家栽の人

司法修習生から勧められて読み、主人公の人物像に憧れた漫画「家栽の人」の中で桑田判事が語られた言葉を下りに触れて思い出すことがあります。

引用元: 毛利甚八作・魚戸おさむ画の青年漫画。「家裁の人」と誤記されが、家庭裁判所の略称は「家裁」だが、この作品の題名は栽培するの「栽」。
小学館ビッグコミックオリジナルに連載された。単行本は全15巻、文庫は全10巻。

舞台は裁判所でも、家事事件を扱う家庭裁判所。主役の桑田判事は、成績優秀で出世を期待されている逸材なのに、地方の家庭裁判所ばかり回っている裁判官。暇さえあれば植物の世話をしていて傍目からみたら変な人。でも、植物を観察するように家庭裁判所に持ち込まれる家裁事件を観察する視線は鋭い。世の中がバブル景気の真っ只中で連載されたこの漫画はバブル景気に乗っていない読者の心を掴み、ドラマ化もされ、大ヒットしたのでご存知の方も多いのではないでしょうか。

桑田判事の言葉が心に沁みます。

タンポポの花言葉に「軽薄」というのがあるんです。

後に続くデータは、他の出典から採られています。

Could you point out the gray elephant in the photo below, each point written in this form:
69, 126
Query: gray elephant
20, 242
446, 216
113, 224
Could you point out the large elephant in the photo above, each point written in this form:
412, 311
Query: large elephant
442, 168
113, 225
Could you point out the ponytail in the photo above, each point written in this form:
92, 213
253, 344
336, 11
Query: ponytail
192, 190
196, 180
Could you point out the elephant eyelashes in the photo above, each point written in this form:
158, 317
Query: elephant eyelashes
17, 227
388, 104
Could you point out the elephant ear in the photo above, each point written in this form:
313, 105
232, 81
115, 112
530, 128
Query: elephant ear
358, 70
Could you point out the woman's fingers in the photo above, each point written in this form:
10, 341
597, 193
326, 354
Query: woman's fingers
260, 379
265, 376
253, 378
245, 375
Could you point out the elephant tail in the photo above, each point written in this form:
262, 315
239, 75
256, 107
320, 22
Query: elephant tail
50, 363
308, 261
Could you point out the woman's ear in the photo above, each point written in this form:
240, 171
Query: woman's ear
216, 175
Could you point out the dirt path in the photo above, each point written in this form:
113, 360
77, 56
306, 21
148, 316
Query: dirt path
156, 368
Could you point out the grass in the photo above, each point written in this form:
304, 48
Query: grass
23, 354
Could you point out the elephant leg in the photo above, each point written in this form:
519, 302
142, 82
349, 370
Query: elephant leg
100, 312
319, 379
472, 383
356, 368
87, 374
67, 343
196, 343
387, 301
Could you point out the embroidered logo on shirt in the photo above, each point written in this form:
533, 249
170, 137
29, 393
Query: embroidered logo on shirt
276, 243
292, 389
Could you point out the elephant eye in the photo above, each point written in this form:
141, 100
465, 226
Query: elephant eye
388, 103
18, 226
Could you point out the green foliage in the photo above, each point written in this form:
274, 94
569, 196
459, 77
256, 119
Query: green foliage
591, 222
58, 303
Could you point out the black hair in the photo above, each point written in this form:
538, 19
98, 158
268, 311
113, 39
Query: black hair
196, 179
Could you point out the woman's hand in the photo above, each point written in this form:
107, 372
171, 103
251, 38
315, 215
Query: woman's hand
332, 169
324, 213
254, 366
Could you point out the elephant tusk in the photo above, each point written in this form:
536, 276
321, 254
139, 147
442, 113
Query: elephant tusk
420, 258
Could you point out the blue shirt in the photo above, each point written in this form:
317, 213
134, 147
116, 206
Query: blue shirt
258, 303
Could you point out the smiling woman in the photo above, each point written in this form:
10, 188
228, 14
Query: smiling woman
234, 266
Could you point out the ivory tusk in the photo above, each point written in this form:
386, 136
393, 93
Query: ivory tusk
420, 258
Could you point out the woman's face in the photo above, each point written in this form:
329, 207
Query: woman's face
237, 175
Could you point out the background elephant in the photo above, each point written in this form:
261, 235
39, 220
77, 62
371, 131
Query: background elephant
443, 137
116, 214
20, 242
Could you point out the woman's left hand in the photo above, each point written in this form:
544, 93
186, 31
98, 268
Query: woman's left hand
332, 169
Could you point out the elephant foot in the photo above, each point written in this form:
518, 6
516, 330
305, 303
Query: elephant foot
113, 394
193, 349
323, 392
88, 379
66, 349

ふかふかと飛んでいく種の姿から出た言葉なんでしょうね。

私はこの言葉は間違っていると思う……
タンポポは一度根付くとなかなか枯れない粘り強い生き物なんです。何年も冬を越して、同じ場所に生き続ける……死ぬまで。
優子さん、あなたもタンポポにおなりなさい。まず、人を愛するために……

家栽の人①「たんぽぽ」|1988年12月1日|小学館

しかし物語で描かれているような裁判官は制度上も現実にも存在しない―ーこの現実に原作者の毛利さんは苦しんだそうです。毛利さんは癌闘病の末、鬼籍に入られました。お酒とたばこが原因だそうです。みんな、もうたばこ止めよう涙

現実と物語の間

お茶業界の取材をしていると、辛い現実を打ち明けられることもあります。そのたびに自分の力のなさに打ちひしがれます。「はてしないお茶物語」は事実に基づいて作成していますが、物語に悲壮感は必要ないと考え、それをいれていません。「物語」ではない現実の茶業界はどうやって救われるだろう。また、私なんかに何かできるのだろうか。その答えは行動しながら、問い続けるしかありません。

―お茶の花の花言葉は「追憶」。